The yarn guided-install
command will lead you through a guided installation as referenced here. You can also choose to configure your app manually as referenced here.
Once you are finished with the installation you are ready to start the application!
yarn start
Open a browser and directly navigate to the frontend at http://localhost:3000
.
Now you're free to start your own Cloud Carbon Footprint application! Happy Hacking!
Linking in local Cloud Carbon Footprint packages
Since the @cloud-carbon-footprint/app
and @cloud-carbon-footprint/common
packages are used as a dependencies for packages in your Cloud Carbon Footprint App, the packages will not be accessible for any modifications. Since these packages contain the core logic to get cloud usage data and estimate energy and carbon emissions, you may find yourself wanting to update the emissions factors, coefficients, or any other calculations. Fortunately, by linking them as external packages, you will be able to make modifications and test out the changes locally!
You will notice that in the create-app template files, the app and common packages are the only external dependencies used. The app package in turn depends on the aws, gcp and azure packages. Each of the cloud provider packages also depend on the core package. In these packages is where most of the core logic of our application is specifically located and these can all be externally linked for modification as well.
To do this, you will first need to clone the Cloud Carbon Footprint App. Then you will need to modify your package.json and lerna.json workspace paths. You can either add relative or absolute paths with or without globs. For example:
In the package.json file in the root of your Cloud Carbon Footprint App:
"workspaces": {
"packages": [
"packages/*",
"../cloud-carbon-footprint/packages/core"
"../cloud-carbon-footprint/packages/app",
"../cloud-carbon-footprint/packages/common",
"../cloud-carbon-footprint/packages/aws",
"../cloud-carbon-footprint/packages/gcp",
"../cloud-carbon-footprint/packages/azure"
]
}
And in the lerna.json file in same directory:
"packages": [
"packages/*",
"../cloud-carbon-footprint/packages/core",
"../cloud-carbon-footprint/packages/app",
"../cloud-carbon-footprint/packages/common",
"../cloud-carbon-footprint/packages/aws",
"../cloud-carbon-footprint/packages/gcp",
"../cloud-carbon-footprint/packages/azure"
]
Then reinstall packages to make yarn set up symlinks by running yarn install
in the root directory.
Now you should be able to modify any of the external packages within the main repository that you cloned, and have those changes be reflected in your app!

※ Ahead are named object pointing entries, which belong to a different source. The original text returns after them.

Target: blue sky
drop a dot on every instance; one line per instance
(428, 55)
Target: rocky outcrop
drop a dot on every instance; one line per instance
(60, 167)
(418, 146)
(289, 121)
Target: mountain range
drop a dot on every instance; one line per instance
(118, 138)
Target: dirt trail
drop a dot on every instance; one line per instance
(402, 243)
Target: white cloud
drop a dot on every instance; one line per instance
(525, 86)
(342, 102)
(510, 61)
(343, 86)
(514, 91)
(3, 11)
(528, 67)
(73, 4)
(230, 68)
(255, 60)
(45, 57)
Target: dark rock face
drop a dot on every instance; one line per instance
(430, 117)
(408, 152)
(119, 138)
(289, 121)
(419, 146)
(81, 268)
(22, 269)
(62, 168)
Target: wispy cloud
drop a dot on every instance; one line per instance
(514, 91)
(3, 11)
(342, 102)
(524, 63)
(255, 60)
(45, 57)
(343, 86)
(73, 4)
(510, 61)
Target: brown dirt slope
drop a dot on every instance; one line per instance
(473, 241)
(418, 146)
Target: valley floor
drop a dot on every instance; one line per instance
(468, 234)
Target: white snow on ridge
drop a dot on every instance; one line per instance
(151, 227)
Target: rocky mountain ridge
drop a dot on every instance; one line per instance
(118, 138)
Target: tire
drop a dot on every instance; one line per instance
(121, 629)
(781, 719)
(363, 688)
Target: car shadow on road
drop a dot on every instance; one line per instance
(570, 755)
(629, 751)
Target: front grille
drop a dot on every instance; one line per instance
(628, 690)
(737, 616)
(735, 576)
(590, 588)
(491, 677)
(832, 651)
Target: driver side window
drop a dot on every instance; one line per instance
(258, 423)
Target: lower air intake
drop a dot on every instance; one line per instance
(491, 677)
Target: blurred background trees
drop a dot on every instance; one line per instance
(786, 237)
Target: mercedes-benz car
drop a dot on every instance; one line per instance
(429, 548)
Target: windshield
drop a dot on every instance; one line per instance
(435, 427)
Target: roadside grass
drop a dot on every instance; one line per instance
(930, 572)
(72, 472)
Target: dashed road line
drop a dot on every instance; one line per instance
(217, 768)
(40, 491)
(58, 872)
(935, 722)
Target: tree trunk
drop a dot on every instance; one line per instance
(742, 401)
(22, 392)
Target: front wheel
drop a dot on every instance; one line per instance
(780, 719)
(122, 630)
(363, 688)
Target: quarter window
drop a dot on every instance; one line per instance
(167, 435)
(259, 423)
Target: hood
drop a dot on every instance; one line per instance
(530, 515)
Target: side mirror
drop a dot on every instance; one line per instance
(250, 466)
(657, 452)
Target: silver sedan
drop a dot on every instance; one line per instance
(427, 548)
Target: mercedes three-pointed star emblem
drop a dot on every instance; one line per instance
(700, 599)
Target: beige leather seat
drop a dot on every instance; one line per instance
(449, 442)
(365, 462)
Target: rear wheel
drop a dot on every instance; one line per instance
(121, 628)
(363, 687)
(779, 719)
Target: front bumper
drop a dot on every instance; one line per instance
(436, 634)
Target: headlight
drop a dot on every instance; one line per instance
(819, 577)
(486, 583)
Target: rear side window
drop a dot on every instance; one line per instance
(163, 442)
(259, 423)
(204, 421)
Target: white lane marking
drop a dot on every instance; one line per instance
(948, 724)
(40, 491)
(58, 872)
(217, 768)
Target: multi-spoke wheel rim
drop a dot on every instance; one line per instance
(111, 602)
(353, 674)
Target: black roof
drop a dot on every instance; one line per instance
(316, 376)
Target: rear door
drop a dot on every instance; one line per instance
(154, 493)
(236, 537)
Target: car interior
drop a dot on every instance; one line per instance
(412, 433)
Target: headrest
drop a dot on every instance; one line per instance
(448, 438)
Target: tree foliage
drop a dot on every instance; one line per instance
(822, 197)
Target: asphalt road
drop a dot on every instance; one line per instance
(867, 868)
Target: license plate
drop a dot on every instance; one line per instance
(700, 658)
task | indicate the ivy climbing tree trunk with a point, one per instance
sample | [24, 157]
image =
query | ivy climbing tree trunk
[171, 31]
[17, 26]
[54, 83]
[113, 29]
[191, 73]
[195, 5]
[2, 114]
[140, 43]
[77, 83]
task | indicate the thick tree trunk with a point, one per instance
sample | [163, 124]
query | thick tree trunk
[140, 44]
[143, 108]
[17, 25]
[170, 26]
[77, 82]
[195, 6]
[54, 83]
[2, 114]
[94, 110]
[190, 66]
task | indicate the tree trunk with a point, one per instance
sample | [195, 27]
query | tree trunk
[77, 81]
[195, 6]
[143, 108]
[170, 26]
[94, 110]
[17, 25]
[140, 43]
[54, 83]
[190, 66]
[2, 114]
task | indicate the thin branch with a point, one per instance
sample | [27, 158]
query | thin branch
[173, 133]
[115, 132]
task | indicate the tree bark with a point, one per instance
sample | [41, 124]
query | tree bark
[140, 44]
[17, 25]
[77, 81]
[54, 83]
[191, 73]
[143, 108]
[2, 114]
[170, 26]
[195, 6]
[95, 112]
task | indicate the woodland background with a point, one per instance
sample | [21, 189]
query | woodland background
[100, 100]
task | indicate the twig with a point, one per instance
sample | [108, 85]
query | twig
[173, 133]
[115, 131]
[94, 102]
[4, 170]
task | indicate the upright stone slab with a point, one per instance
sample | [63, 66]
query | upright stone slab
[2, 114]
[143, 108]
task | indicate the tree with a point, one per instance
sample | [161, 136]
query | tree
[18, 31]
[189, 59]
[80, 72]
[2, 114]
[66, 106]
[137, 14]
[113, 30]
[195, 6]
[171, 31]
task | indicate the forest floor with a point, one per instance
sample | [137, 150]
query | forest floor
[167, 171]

Keeping Cloud Carbon Footprint Updated
Cloud Carbon Footprint has constant improvements being made each day, so we recommend staying up to date with the latest releases. The @cloud-carbon-footprint/create-app
tool can be considered a good starting point for a continuously evolving application.
Updating Cloud Carbon Footprint versions
Currently, when you create a Cloud Carbon Footprint app using the create-app package, there are a couple package dependencies which are @cloud-carbon-footprint/app
and @cloud-carbon-footprint/common
.
The command used to bump the package dependencies to the latest version is:
yarn up @cloud-carbon-footprint/app
and / or
yarn up @cloud-carbon-footprint/common
Please note that depending on the current version of the app or common package, the update command may only update it to the next highest minor version as referenced here. Beware that once the app or common package is >= v1.0.0
, running the command will update to the latest package with breaking changes.
Following create-app template changes
The @cloud-carbon-footprint/create-app
command will create the initial base structure of your Cloud Carbon Footprint installation from a template. The source of this template in the Cloud Carbon Footprint repository is updated periodically, but when you use the create-app command, your local app and packages won't automatically get these template updates.
Any changes made to the template are documented along with upgrade instructions in the changelog of the @cloud-carbon-footprint/create-app
package. In order to see if there might be any applicable updates when upgrading packages, it is recommended to regularly take a look at this changelog.